Первое выступление нашего театра было назначено на День защитника Отечества. Мы сделали муляжи оружия, военную форму подготовили. И концерт прошел хорошо. Ни в каких других зонах праздник 23 февраля не отмечается, поскольку отмечать его считается зазорным у уголовников. А в нашей зоне День защитника Отечества каждый год отмечается с помпой, потому что здесь сидят бывшие военные. Они как-никак, но все же защищали родину. Ну а то, что они попали в зону, так здесь они считают себя вроде как… военнопленными! Ребята-то, в основном, молодые, попали в колонию за убийства. Особенно много их после Чечни заехало. Нет у них в душе покоя. Как говорится, вечный бой у них. И покой им только снится. У нас вообще в колонии отмечаются все военные праздники: День воздушно-десантных войск, День пограничника, День морфлота… Флаги даже ребята свои делают, вывешивают в отрядах. Да тут еще такая конкуренция идет! Одни говорят: «Вы пехота, вы мазут, а мы – десантура». Другие доказывают: «А вы медуз не видели». На праздник берут чай, конфеты. Собрались в кружок, взяли гитару. Поиграли, попели.

– А субординация по воинским званиям в колонии есть?

– Да какие тут звания… все осужденные.

– Но вообще-то попадают в зону люди с большими звездами?

– Конечно, есть и такие. Их в зоне хорошо знают. Они все при делах, при должностях. Те же мастера на промзоне из бывших начальников. Среди них тоже разные люди встречаются. У нас тут сидел директор спецшколы ФСБ, у него в свое время Путин учился. Я с ним общался. Умнейший мужик. Он мне сто раз говорил: «Вадим, рот закрой и молчи сиди. Потому что все, о чем ты здесь скажешь, обернется против тебя. Причем в извращенной форме». Он учил меня, что надо быть гибче. Сливаться с людьми, стараться не выделяться. Я могу рассказать еще про одного человека. Мой товарищ, собровец, Герой России, старший лейтенант, восемь лет отсидел… Он Героя России получил за Чечню. Его взвод попал в окружение. Они оказались в здании на четвертом и пятом этажах, а под ними на трех этажах были «чехи». Три дня взвод – десять человек! – держался, отбивался, пока не подошли наши основные силы. Двоих из них только ранило, все остались живыми. Об этом потом во всех центральных газетах писали, репортаж по телевидению был. И вот он после всего этого попадает в колонию. Спрашиваю его: «За что?» – «Да мы тут пьяные остановили таксиста, сказали: “Довези”. Сели, а он вдруг чего-то задерзил нам». В общем, побили они таксиста. В результате получилось как разбойное нападение. Чуть ли не завладели его автомашиной. Тот быстренько заявление написал, и посадили их.

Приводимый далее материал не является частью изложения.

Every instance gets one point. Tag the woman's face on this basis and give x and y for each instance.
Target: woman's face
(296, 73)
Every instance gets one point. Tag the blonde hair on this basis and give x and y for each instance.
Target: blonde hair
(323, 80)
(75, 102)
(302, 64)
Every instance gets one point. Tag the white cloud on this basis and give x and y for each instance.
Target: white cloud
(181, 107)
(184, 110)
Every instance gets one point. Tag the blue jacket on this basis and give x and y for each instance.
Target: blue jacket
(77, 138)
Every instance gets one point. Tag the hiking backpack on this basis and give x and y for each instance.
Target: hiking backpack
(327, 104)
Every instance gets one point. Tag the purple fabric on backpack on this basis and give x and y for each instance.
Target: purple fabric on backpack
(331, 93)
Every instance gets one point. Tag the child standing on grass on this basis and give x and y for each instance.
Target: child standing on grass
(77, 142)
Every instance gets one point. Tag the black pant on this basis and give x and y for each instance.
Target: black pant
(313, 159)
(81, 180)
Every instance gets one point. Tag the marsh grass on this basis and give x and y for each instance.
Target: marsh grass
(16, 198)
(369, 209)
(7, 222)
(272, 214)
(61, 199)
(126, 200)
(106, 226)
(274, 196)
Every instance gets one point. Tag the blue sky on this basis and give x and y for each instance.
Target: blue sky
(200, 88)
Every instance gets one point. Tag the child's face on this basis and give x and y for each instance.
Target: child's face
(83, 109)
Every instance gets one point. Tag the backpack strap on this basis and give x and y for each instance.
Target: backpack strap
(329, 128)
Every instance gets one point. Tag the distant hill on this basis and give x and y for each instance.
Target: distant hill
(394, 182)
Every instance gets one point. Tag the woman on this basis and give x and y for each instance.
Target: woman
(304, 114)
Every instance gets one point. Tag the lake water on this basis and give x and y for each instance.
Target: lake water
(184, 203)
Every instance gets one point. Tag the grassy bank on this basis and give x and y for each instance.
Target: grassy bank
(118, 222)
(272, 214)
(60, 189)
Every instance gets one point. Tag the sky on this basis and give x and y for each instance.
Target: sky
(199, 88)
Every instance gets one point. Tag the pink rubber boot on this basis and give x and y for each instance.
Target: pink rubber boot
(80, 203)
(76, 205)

– В бытовом плане к чему в колонии труднее всего привыкнуть?

– К тесноте.

– Колония перенаселена?

– Положено по четыре квадратных метра на человека, а у нас и метра не приходится. Вот говорят, что в тесноте, но не в обиде. Да в обиде, и еще в какой! Когда день изо дня и год от года повернуться негде. Друг другу в затылки дышим. И физически тяжело, и морально. И уже думаешь только об одном: как бы выжить. Организм-то изнашивается. У нас тут произошел вообще дикий случай. Один осужденный на промзоне сломал ногу – раздробил всю кость. Отвезли его в больницу, а вернулся он уже без ноги, на костылях. Я его спрашиваю: «Женя, а чего тебе ногу-то не собрали?» – «Говорят, лекарств нету. Сказали: “Плати за лекарства, если есть деньги”. А мне помочь некому: матушка нездорова, и бабка больная». Мальчишке всего двадцать пять лет, ему ногу ампутировали! Хотя было бы проще взять, разрезать, эти косточки сложить, и загипсовать.